Now that I’m working in color, my first project is to paint an apple. This is harder than it sounds.
My setup is below. You can see the color wheel I made on the left.
The apple is more or less blocked in with three tonal ranges in the red. This is where I started today. What you see above represents the previous lesson’s work.
Since I was starting from a dry canvas, I had the opportunity to try glazing. The Old Masters used glazing to create glass-like depth to their paintings. Notice the glow in this Rembrandt painting — you can’t achieve that without glazing.
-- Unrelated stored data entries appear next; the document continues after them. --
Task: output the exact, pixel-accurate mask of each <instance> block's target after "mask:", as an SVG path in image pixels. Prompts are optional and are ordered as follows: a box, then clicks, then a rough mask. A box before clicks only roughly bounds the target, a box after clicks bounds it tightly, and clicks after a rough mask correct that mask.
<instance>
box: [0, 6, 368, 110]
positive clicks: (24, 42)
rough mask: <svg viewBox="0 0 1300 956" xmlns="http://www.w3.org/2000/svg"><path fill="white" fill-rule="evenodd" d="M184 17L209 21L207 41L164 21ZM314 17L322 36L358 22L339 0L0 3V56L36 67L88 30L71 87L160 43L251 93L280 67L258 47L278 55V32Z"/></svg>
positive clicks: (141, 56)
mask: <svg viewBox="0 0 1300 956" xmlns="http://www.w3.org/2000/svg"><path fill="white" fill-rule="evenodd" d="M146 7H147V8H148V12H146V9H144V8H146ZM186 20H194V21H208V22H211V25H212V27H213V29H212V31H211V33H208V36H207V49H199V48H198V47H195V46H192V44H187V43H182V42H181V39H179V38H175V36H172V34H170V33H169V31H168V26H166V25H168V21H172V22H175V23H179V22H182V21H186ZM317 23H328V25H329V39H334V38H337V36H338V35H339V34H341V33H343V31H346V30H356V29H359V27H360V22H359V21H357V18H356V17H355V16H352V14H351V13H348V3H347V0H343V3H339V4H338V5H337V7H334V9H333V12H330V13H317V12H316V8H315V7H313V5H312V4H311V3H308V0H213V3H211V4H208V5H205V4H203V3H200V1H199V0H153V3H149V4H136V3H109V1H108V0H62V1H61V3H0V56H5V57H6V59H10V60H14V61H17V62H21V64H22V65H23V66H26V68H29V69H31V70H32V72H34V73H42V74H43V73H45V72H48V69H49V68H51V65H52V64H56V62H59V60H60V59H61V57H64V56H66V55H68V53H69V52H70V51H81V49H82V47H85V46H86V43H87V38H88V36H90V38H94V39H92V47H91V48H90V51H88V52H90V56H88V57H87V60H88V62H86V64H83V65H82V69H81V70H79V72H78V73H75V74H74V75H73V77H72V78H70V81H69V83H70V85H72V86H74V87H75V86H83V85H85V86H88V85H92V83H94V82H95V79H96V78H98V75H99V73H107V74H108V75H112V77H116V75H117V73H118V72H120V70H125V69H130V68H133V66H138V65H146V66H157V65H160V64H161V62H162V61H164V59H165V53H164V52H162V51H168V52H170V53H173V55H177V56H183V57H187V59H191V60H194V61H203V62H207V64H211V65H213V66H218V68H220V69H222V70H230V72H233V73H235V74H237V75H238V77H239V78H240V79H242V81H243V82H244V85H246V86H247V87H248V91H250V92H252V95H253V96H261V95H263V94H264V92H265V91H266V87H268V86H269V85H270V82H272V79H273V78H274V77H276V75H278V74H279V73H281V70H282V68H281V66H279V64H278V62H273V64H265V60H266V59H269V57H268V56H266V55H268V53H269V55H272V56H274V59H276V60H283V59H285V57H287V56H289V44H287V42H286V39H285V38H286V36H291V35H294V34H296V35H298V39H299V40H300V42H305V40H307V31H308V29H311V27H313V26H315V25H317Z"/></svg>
Glazing is taking a transparent paint, like Indian Yellow, thinning it down with a glazing agent — in my case, Liquin — and brushing it over a dry painting. Glazing doesn’t change brush strokes or edges of objects. What it does is make things darker, shinier, and more intense. Enough layers of glaze (with days of drying in between layers, mind you) will give the glass effect. Rembrandt made monochromatic underpaintings, working out all the tones and brush strokes, and then glazed over them to give them color.
Here I did a thick glaze of Indian Yellow to see what would happen.
It’s kind of a pretty primary color effect, although certainly not realistic. Using yellow glaze over a whole painting can give the effect of sunlight, but only if it is done very thinly. Here you can see that I thinned out the yellow. Also I added Alizarin Crimson glaze to the apple and French Ultramarine to the shadow.
I wanted to work more on impasto painting by messing around with the foreground. Impasto is the thick painting where you determine tone as well as hue (color) and chroma (brightness/dullness). To create the blue-gray of the cloth, I used complementary blue and orange in different tones. I double-dipped the brush in blue and orange and took care not to mix it too much on the canvas so as to keep things dynamic.
I still have a way to go before calling this one done, but it’s been a fun experiment so far.